Why a 1550 SAT, 3.95 GPA White Female Got Rejected by Ivy League Schools — And How To Prevent That

The Wall Street Journal ran a popular story recently about how competitive Ivy Leagues are this year - “Extraordinary Isn’t Always Enough”.

They profiled Kaitlyn Younger, a white, middle-class female from Texas with a 1550 SAT, 3.95 unweighted GPA, 11 AP classes and founder of her school’s accounting club. Among other things, Younger sang in the choir, directed and performed in about 30 plays and had a part-time job.

Younger’s guidance counselor characterized her as “extraordinary”.

She got rejected from Stanford, Yale, Harvard, UPenn, Brown, Cornell, Northwestern, UC Berkeley and University of Southern California .

Younger will attend Arizona State University, which admits 88% of applicants.

The Journal interviewed two private admission consultants who basically said Younger got rejected because she was an over-represented, middle class white female who wanted to study business and did not have extraordinary extracurriculars — and she would’ve “had a good shot” for the Ivies 20 years ago.

Younger’s high school guidance counselor added, “I don’t know what else she could have done.”

Actually, I do.

To preface, I’m a Stanford graduate and award-winning professional journalist. I also run a boutique college admission consulting business that specializes in essay coaching.

Younger's application had several weaknesses she could've remedied:

-Personal statement: the story says Younger (who did not hire a private admissions counselor) wrote about her depression and anxiety that caused the two Bs on her transcript.

As an admissions coach, I always use the personal statement to highlight a student's strengths. The essay is an opportunity to sell yourself and discuss your Zone of Genius. Why focus on the Bs?

Outstanding applicants need a special hook, like child prodigy golfer or Hollywood star. (Tiger Woods and Reese WItherspoon were both in my class at Stanford.)

Do you want your hook to be "depressed/anxious"?

-Mental illness: students need to be very careful about writing about mental illness, if at all.
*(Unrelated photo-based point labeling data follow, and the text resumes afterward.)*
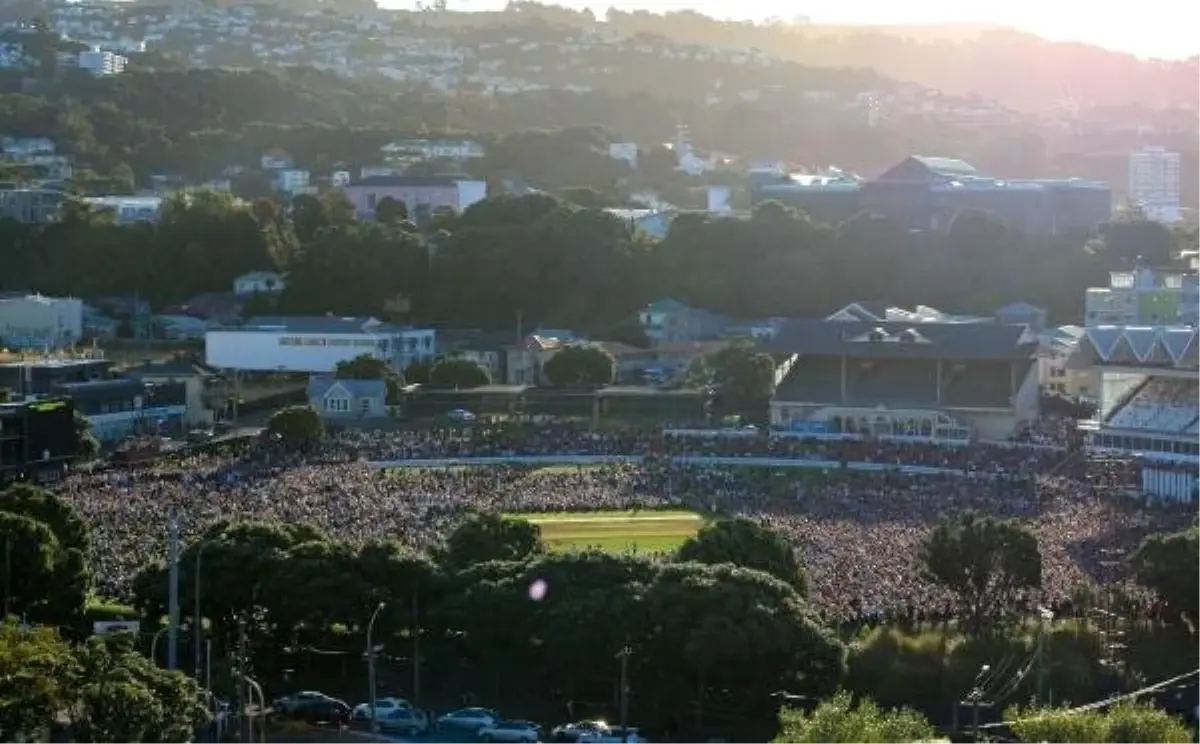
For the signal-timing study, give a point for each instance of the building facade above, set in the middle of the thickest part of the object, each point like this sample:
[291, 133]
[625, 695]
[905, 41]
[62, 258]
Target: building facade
[315, 345]
[420, 195]
[927, 193]
[35, 322]
[1143, 297]
[1155, 177]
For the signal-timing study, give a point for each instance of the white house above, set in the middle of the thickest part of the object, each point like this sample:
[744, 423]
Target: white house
[315, 343]
[37, 322]
[291, 180]
[258, 282]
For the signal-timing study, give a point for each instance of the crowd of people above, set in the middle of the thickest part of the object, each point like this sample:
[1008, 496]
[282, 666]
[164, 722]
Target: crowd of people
[856, 533]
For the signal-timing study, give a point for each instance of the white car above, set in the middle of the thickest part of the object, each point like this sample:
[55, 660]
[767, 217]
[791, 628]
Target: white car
[613, 736]
[523, 732]
[469, 719]
[384, 707]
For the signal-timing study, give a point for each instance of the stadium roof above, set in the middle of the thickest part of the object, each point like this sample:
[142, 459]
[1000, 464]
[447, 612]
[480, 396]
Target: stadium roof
[905, 340]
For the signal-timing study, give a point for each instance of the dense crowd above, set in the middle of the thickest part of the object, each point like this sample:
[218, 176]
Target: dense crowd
[856, 533]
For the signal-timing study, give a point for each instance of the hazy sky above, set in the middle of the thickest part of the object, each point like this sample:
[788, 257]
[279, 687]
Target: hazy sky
[1146, 28]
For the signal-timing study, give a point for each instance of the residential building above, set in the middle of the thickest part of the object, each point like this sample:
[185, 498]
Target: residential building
[671, 321]
[203, 391]
[1057, 369]
[31, 205]
[292, 180]
[315, 343]
[1155, 177]
[348, 400]
[420, 195]
[101, 63]
[276, 160]
[36, 322]
[129, 210]
[258, 282]
[1141, 297]
[925, 193]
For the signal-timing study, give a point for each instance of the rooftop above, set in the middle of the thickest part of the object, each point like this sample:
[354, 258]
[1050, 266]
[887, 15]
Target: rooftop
[929, 340]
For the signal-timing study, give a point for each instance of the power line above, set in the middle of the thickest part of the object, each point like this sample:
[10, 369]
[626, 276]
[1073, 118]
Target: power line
[1104, 703]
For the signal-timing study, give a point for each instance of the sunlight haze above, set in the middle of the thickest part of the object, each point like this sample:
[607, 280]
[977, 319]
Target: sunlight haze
[1149, 29]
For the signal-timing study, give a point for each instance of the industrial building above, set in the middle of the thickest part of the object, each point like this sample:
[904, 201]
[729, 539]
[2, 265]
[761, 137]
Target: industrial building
[315, 345]
[925, 193]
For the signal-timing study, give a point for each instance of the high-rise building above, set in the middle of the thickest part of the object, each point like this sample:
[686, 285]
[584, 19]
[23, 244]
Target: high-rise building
[1155, 183]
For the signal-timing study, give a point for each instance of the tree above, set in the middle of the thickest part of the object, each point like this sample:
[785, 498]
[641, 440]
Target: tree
[85, 442]
[744, 381]
[581, 364]
[1125, 724]
[298, 427]
[487, 537]
[45, 546]
[841, 721]
[125, 697]
[37, 672]
[457, 372]
[748, 544]
[364, 366]
[1169, 564]
[985, 562]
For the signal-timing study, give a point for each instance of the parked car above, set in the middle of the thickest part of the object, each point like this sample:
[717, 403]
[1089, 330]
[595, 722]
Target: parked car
[613, 736]
[468, 719]
[525, 732]
[570, 732]
[322, 711]
[384, 706]
[408, 721]
[297, 700]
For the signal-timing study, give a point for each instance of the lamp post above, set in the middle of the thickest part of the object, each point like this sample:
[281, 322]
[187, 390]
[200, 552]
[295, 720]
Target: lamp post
[198, 624]
[154, 645]
[375, 616]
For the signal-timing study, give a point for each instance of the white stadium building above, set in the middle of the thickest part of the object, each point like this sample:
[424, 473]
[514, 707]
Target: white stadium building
[315, 343]
[1150, 400]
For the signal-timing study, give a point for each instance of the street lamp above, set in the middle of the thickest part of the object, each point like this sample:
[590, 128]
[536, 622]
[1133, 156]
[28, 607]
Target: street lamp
[198, 630]
[154, 645]
[375, 616]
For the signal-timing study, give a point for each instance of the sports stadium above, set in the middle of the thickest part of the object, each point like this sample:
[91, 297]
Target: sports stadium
[942, 382]
[1150, 401]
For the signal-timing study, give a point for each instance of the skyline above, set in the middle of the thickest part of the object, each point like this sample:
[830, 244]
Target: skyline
[1143, 34]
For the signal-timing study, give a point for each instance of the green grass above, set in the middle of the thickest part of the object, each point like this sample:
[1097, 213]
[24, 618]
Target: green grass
[616, 532]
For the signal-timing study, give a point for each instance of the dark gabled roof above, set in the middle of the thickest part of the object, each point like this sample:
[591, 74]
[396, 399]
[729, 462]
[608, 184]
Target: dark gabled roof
[921, 168]
[874, 339]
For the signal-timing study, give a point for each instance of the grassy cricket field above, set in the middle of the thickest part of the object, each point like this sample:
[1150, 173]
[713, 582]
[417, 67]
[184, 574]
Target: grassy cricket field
[616, 532]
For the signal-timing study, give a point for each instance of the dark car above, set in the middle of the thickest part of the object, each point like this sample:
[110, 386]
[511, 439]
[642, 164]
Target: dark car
[322, 711]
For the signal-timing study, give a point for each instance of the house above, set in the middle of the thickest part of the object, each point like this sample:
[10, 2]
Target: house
[203, 390]
[258, 282]
[292, 180]
[40, 322]
[276, 160]
[348, 400]
[667, 321]
[420, 195]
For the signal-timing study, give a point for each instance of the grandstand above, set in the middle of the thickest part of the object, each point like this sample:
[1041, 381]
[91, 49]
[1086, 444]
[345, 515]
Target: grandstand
[928, 381]
[1150, 401]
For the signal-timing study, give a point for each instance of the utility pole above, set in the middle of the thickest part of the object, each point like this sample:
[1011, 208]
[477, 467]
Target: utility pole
[417, 651]
[624, 654]
[173, 597]
[245, 724]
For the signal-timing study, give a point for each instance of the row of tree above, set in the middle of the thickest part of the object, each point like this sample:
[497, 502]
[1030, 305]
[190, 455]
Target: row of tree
[541, 261]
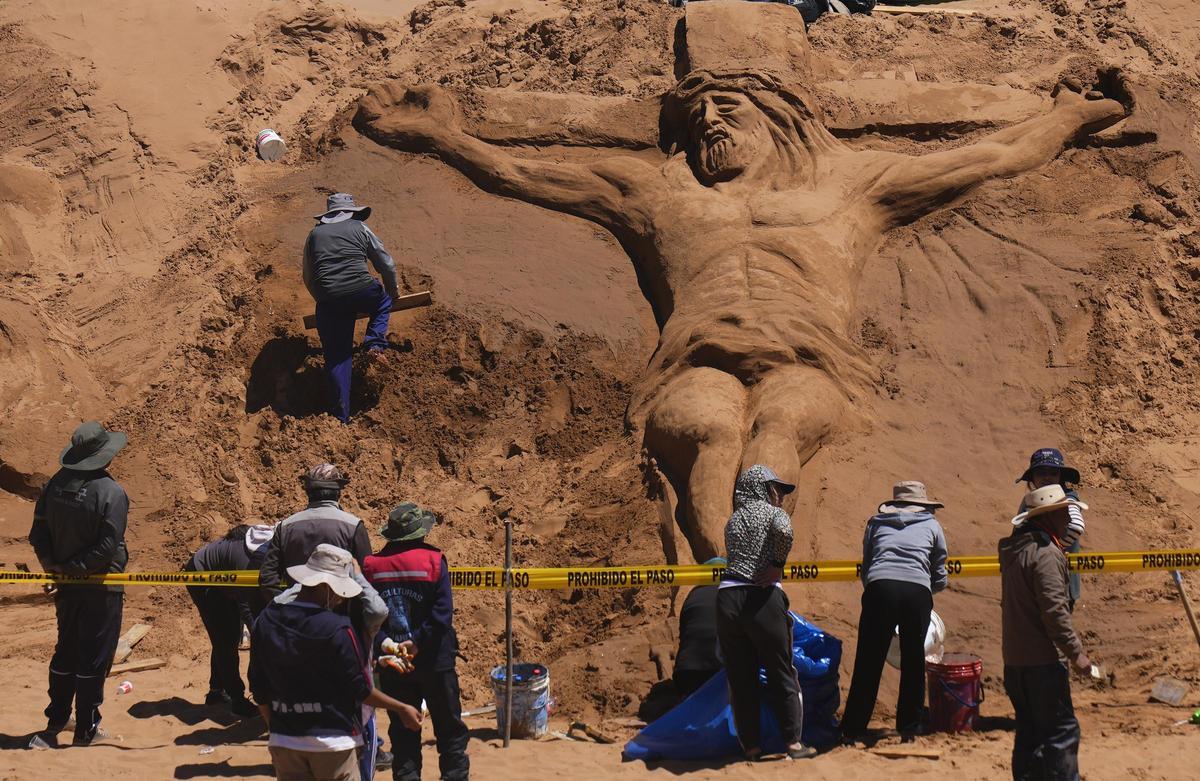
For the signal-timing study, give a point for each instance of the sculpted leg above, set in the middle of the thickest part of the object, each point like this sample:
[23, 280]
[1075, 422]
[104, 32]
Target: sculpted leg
[792, 410]
[696, 431]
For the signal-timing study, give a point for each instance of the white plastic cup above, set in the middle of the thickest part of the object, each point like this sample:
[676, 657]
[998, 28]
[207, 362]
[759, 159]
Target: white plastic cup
[270, 145]
[935, 636]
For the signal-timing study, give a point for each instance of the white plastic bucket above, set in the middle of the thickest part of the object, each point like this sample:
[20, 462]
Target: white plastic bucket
[270, 145]
[935, 641]
[531, 700]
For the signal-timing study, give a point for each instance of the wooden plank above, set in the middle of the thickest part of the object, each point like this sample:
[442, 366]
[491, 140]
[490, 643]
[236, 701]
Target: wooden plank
[399, 304]
[136, 667]
[129, 640]
[899, 752]
[921, 10]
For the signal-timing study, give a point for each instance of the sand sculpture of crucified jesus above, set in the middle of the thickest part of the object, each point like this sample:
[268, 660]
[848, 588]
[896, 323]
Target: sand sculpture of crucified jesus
[749, 244]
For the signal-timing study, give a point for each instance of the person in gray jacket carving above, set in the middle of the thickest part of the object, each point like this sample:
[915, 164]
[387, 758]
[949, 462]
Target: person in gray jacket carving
[904, 565]
[335, 271]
While it's illegal for colleges to discriminate against students with mental illness, there are some schools that probably do.

Furthermore, elite schools are high pressure, highly competitive environments. Admission officers may be concerned about whether a student who's struggled with mental illness can handle the intensity, or whether the stress would exacerbate her condition.
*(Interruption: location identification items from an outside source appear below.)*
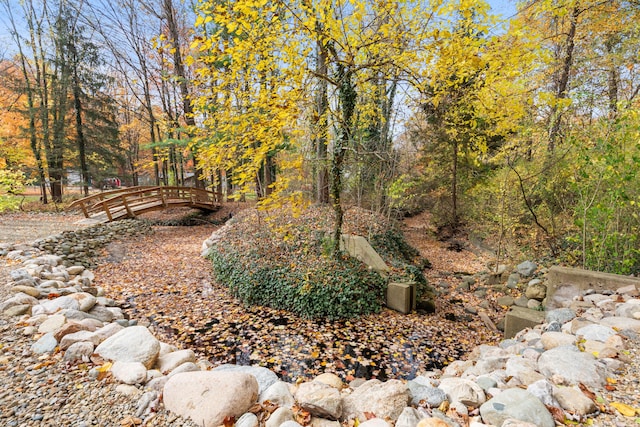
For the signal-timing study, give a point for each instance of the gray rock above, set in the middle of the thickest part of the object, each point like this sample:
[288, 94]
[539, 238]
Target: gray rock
[133, 344]
[185, 367]
[425, 394]
[527, 268]
[279, 394]
[571, 399]
[330, 379]
[553, 327]
[60, 303]
[264, 376]
[572, 366]
[17, 310]
[79, 351]
[375, 422]
[560, 315]
[513, 280]
[543, 390]
[80, 336]
[622, 323]
[46, 344]
[129, 372]
[18, 299]
[523, 369]
[147, 402]
[521, 301]
[208, 397]
[536, 291]
[595, 333]
[156, 384]
[247, 420]
[101, 313]
[86, 301]
[505, 300]
[556, 339]
[29, 290]
[385, 400]
[516, 403]
[20, 274]
[74, 270]
[463, 391]
[410, 417]
[486, 382]
[128, 390]
[279, 417]
[534, 304]
[321, 400]
[169, 362]
[52, 323]
[628, 309]
[106, 331]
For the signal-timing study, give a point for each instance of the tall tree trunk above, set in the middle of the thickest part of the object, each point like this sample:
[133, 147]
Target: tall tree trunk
[563, 81]
[178, 63]
[321, 124]
[612, 79]
[29, 90]
[348, 98]
[454, 185]
[77, 102]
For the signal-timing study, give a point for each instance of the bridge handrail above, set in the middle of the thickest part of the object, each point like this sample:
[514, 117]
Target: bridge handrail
[136, 196]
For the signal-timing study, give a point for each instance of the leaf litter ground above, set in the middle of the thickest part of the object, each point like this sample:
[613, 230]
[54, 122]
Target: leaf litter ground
[162, 279]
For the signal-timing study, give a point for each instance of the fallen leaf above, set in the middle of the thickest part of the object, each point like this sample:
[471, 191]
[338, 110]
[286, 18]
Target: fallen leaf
[369, 415]
[229, 421]
[557, 413]
[591, 395]
[624, 409]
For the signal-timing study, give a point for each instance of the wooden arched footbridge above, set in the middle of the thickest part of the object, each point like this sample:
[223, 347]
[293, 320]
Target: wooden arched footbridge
[132, 201]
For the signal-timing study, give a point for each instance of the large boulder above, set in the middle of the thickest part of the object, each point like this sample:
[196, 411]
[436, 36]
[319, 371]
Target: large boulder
[572, 367]
[463, 391]
[321, 400]
[384, 400]
[208, 397]
[264, 376]
[519, 404]
[168, 362]
[133, 344]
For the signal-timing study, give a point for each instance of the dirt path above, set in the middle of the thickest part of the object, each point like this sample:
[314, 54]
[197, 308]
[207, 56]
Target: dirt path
[27, 227]
[164, 281]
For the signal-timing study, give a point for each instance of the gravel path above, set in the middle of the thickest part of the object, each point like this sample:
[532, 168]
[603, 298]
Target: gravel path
[44, 390]
[27, 227]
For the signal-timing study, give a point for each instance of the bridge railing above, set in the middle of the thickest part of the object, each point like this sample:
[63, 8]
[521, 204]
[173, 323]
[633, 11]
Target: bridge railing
[137, 199]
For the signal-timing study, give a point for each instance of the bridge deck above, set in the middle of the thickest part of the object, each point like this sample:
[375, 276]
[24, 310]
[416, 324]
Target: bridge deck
[130, 202]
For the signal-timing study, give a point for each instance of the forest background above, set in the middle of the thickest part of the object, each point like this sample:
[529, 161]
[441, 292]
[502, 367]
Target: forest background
[523, 130]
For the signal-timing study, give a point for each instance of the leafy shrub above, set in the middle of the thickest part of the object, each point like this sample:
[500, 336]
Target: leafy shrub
[285, 264]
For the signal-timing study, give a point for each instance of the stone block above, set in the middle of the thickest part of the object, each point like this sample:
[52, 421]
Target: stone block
[519, 318]
[401, 297]
[358, 247]
[564, 283]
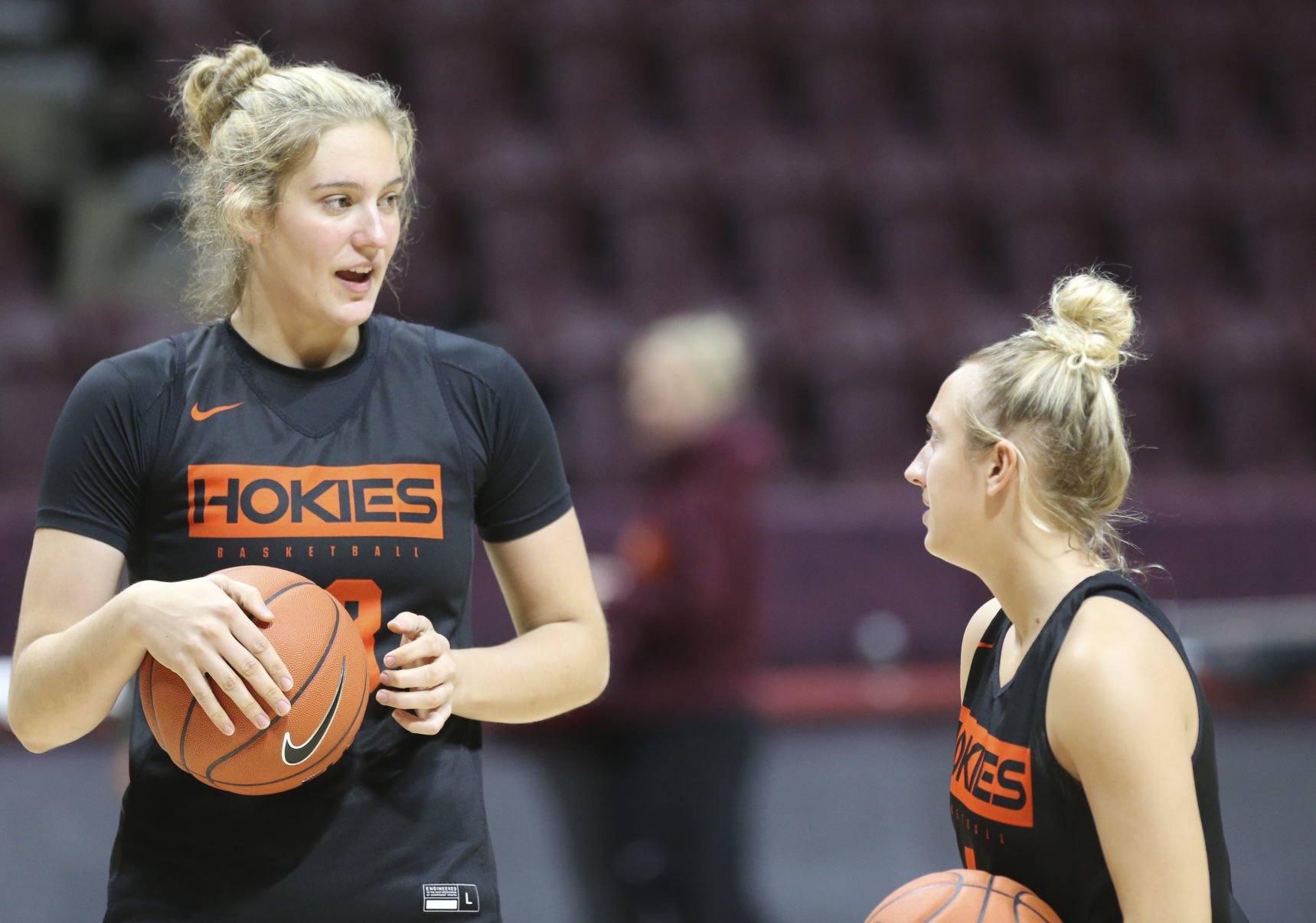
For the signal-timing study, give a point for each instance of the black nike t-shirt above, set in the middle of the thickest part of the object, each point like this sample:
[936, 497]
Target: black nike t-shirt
[370, 478]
Consider your application like a job interview.

Colleges present themselves as institutions that help you grow as a scholar and human being but they are also businesses looking for people to help them meet their budget (i.e. pay full tuition), grow their endowment, and bring prestige to the school. (That’s why college football coaches are paid millions while some adjunct professors with PhDs are asked to work for free.)

-Grades: Younger had an unweighted 3.95 GPA but ranked number 23 out of 668 students. The number 1 through number 22 students at her school were likely applying to the same colleges. Without a "hook" or specially recruited category (race, class, athlete, donor, alum) it would be essentially impossible for a number 23 student to get into an elite school. In fact, a university like Stanford can fill its entire class with valedictorians.

Younger could've tried to bolster those Bs by taking community college or online coursework — at a more advanced level than those classes — and earning As.


If she really wanted to explain the Bs, Younger could've used a supplemental essay question to write a one- to three-sentence explanation that focused on her joint pain (and not the mental illness it contributed to, see above point.)

—-

Yes, Younger is in an over-represented category as a middle-class white female.

But I don’t think that’s what primarily contributed to her denials. To me, the most glaring problem was focusing the personal statement on depression and anxiety.

Younger had the grades, test scores and extracurriculars to put her in striking distance at some of the schools on her list.

If she’d worked with me, perhaps she would’ve experienced different results.

What has been your experience with college admissions? If you were an admissions officer, would you admit a student who talked about depression and anxiety as the main focus of her personal statement? What do you think contributed to Younger’s denials?